Presidente dos Estados Unidos anunciou que não tem intenções de prolongar o prazo limite para a venda da operação americana do TikTok.

Os analistas consideram o negócio complexo mas Donald Trump não tem intenções de aliviar a pressão imposta à ByteDance, criadora da aplicação de vídeos curtos TikTok. Há algumas semanas, a administração Trump impôs um prazo para que a empresa chinesa negociasse a venda da filial americana, caso contrário a aplicação seria bloqueada no país.

Em declarações feitas esta quinta-feira, Donald Trump afirmou que não está nos planos uma extensão do prazo. “Vamos ver aquilo que acontece. Ou fecham ou vendem [a operação]”, disse Donald Trump, citado pela CNN.

A ByteDance está a ser pressionada pelo governo dos EUA para fechar as negociações até à próxima semana. Alegando que a aplicação representa um perigo de segurança nacional para o país, devido ao país de origem da app, os Estados Unidos estipularam que a ByteDance deveria vender a operação norte-americana a uma empresa dos Estados Unidos. Companhias como a Microsoft ou a Oracle estão em negociações com a ByteDance mas, tendo em conta o agitado clima entre Washington e Pequim, chegar a um acordo pode não ser assim tão simples. Afinal, o governo chinês tem contestado, em várias ocasiões, esta obrigação de venda para que a app continue presente nos EUA.

Se, inicialmente, as declarações de Trump estipulavam o prazo de 15 de setembro para que as negociações estivessem concluídas, as próprias ordens executivas geraram algumas dúvidas sobre a data concreta. Se primeiro indicavam o dia 20 de setembro como data limite, uma segunda ordem já mencionava um prazo mais alargado, até meados de novembro.

Caso a ByteDance não chegue a acordo com nenhuma das interessadas, a aplicação TikTok será banida dos Estados Unidos, onde tem cerca de cem milhões de utilizadores ativos mensais. De acordo com os dados revelados em agosto, comparando com janeiro de 2018, a base de utilizadores no país cresceu 800%, crescimento particularmente impulsionado pelo confinamento. Globalmente, o TikTok tem 700 milhões de utilizadores ativos por mês.

A Microsoft foi a primeira a sinalizar o interessa no TikTok, indicando que estava a negociar a compra das operações nos EUA, Canadá, Austrália e Nova Zelândia. Mais tarde, o jornal Financial Times avançava que a tecnológica de Redmond teria alargado o leque de interesses, preferindo a operação global da TikTok (a ByteDance continuaria a deter a versão chinesa da aplicação, com o nome Douyin). Nenhuma das partes confirmou, entretanto, esta intenção.

Mais tarde, era avançado que a Oracle estaria também interessada na operação do TikTok nos Estados Unidos. Embora a tecnológica co-fundada por Larry Ellison, conhecido apoiante de Donald Trump, não tenha emitido um comunicado oficial sobre o interesse no TikTok, o presidente dos Estados Unidos já demonstrou que vê com bons olhos a participação da companhia no negócio.

ByteDance vai investir em Singapura

Apesar de estar no centro de uma tempestade política, a ByteDance continua a recrutar para várias localizações e a anunciar investimentos com bastante frequência.

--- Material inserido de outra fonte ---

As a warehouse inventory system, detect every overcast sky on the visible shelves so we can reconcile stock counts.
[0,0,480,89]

Depois de anunciar no início de agosto que iria instalar o primeiro data center europeu na Irlanda, num investimento de 420 milhões de euros, a Bloomberg e a Reuters avançam que a empresa poderá agora apostar em Singapura.

Segundo as agências, a empresa-mãe do TikTok estará a planear um investimento de “milhares de milhões de dólares” em Singapura, assim como a contratação de centenas de trabalhadores para o escritório desta localização.